This patent protects the company’s proprietary Creyon platform, which rapidly engineers and optimizes OBMs, marking a significant advancement in the field of precision medicine.
The patent (No. 12,057,197) covers Creyon’s method for training machine-learned models to design oligonucleotides—short DNA or RNA molecules—based on specific pharmacological and biophysical properties. Unlike traditional trial-and-error approaches, Creyon’s platform significantly accelerates drug development timelines by optimizing these designs upfront. The platform’s methods improve the identification of potential drug leads by 100-fold compared to traditional industry practices, making it one of the most advanced platforms in the oligonucleotide space.
AI-driven precision
Creyon's CEO, Chris Hart, emphasizes the importance of this patent in solidifying the company’s leadership in oligonucleotide engineering. He said: “Our AI-driven platform uncovers design principles for oligonucleotides and explores vast chemical spaces more efficiently than traditional methods. This approach has enabled us to build the first and only platform capable of engineering for safety first, with optimal pharmacological properties engineered to minimize side effects.”
This advancement is particularly relevant given the complexity of designing OBMs, which have become key therapeutic candidates for treating diseases ranging from genetic disorders to cancers. The newly patented machine learning techniques allow for highly precise, safe, and effective oligonucleotides to be engineered, rather than discovered, reducing costly and time-consuming trial phases.
Real-world applications
Creyon Bio has already seen the real-world impact of its platform. According to Swagatam Mukhopadhyay, Creyon’s co-founder and chief scientific officer, the platform was instrumental in advancing the company's TNPO2 program from concept to clinical treatment in just 13 months:
He said: “The AI/machine learning models covered by this patent were instrumental in bringing our TNPO2 program from concept to patient treatment in 13 months, demonstrating real-world impact of our technology.”
This remarkable timeline showcases the platform's capacity to bring treatments to patients faster while reducing potential side effects. Additionally, the platform’s algorithms boast an 80-90% success rate in creating compounds with no preclinical toxicity across pharmacological studies, demonstrating the reliability and efficacy of Creyon's approach.
Expanding intellectual property portfolio
Nathan Billings, chief strategy officer at Creyon Bio, highlights the strategic value of the newly issued patent. He said: “This patent is a key addition to our strategic IP portfolio and gives us a competitive edge. For our partners, it expands commercial opportunities and enhances our OBM platform's value.”
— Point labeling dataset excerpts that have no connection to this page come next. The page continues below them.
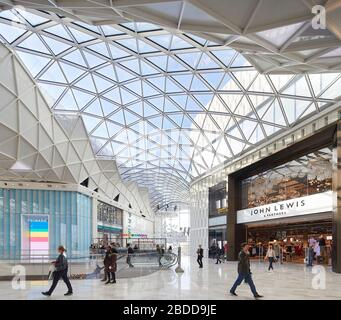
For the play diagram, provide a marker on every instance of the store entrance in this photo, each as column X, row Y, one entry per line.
column 291, row 240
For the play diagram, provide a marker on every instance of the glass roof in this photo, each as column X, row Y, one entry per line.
column 166, row 106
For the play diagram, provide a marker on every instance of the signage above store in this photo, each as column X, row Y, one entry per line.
column 316, row 203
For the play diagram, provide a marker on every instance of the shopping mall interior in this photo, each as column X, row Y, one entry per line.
column 135, row 132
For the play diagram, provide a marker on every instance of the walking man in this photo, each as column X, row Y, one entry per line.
column 244, row 272
column 61, row 267
column 200, row 253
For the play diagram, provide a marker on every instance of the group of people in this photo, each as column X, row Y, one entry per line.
column 317, row 249
column 110, row 264
column 244, row 270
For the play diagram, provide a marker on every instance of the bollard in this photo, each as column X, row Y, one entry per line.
column 178, row 268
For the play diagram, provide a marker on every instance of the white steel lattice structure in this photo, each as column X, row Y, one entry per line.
column 275, row 36
column 36, row 146
column 167, row 105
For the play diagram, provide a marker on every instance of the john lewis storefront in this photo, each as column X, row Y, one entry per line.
column 36, row 221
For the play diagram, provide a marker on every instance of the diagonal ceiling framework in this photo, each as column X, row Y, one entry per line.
column 276, row 36
column 166, row 106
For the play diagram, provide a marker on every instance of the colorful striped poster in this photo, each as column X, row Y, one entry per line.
column 39, row 236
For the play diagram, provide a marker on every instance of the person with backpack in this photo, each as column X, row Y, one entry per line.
column 200, row 253
column 61, row 269
column 130, row 252
column 244, row 272
column 271, row 256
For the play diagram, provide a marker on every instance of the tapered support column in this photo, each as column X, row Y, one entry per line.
column 336, row 248
column 235, row 232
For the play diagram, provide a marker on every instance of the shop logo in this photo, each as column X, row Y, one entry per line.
column 319, row 280
column 319, row 21
column 278, row 208
column 19, row 279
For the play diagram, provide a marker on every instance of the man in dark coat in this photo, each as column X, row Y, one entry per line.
column 244, row 272
column 61, row 268
column 200, row 253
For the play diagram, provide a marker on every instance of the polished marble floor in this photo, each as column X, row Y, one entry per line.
column 290, row 281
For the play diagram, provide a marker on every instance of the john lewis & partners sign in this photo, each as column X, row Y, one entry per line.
column 321, row 202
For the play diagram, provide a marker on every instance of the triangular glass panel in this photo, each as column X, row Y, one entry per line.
column 213, row 78
column 129, row 43
column 75, row 57
column 207, row 63
column 320, row 81
column 145, row 47
column 117, row 53
column 56, row 46
column 257, row 135
column 308, row 111
column 11, row 33
column 148, row 90
column 198, row 85
column 334, row 92
column 82, row 98
column 174, row 65
column 137, row 108
column 101, row 84
column 101, row 131
column 59, row 31
column 179, row 43
column 108, row 72
column 146, row 69
column 130, row 117
column 184, row 79
column 80, row 36
column 245, row 77
column 93, row 61
column 33, row 62
column 90, row 122
column 163, row 40
column 86, row 83
column 299, row 88
column 148, row 110
column 225, row 56
column 123, row 75
column 240, row 61
column 51, row 92
column 228, row 84
column 171, row 86
column 159, row 61
column 133, row 65
column 294, row 108
column 53, row 73
column 118, row 117
column 113, row 129
column 191, row 58
column 270, row 130
column 100, row 48
column 67, row 102
column 127, row 96
column 71, row 73
column 114, row 95
column 34, row 43
column 261, row 84
column 135, row 87
column 94, row 108
column 274, row 114
column 107, row 107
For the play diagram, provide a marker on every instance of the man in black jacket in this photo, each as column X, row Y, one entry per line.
column 244, row 272
column 61, row 267
column 200, row 253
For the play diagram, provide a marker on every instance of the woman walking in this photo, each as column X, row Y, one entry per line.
column 271, row 256
column 61, row 268
column 108, row 265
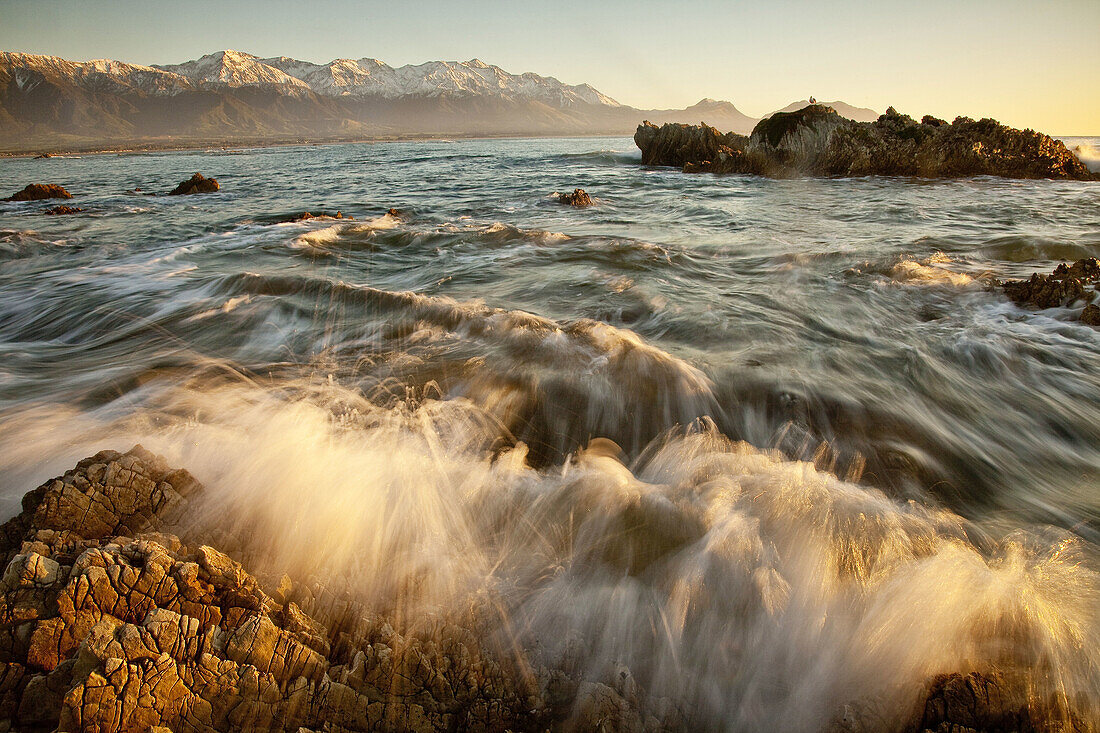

As Creyon continues to refine and expand its platform, the patent will play a vital role in securing long-term partnerships and commercial opportunities in the biotechnology sector. The company's ability to rapidly engineer oligonucleotides not only streamlines development but also opens up possibilities for collaboration with other pharmaceutical companies seeking to optimize their own drug discovery pipelines.
Supporting research publication
In addition to the patent, Creyon recently published a manuscript in ArXiv detailing three novel algorithms for designing therapeutic oligonucleotides. These algorithms, designed for optimizing the engineering of OBMs, work within practical limitations to avoid errors and reduce experimental workload. The publication, titled 'Efficient Approximate Methods for Design of Experiments for Copolymer Engineering', showcases the potential of the platform to create safer and more effective oligonucleotide treatments for both rare and common diseases.
Mukhopadhyay further commented, “These algorithms are powerful, enabling us to unravel the rules for engineering oligonucleotide-based medicines and extract maximum value from every pharmacology study we perform.”
Creyon Bio’s new patent solidifies its position as a leader in the AI-driven engineering of oligonucleotide-based medicines. With its ability to optimize drug designs and accelerate timelines, Creyon's platform represents a major leap forward in precision medicine, offering hope for more efficient and effective treatment of diseases ranging from rare genetic conditions to more common disorders.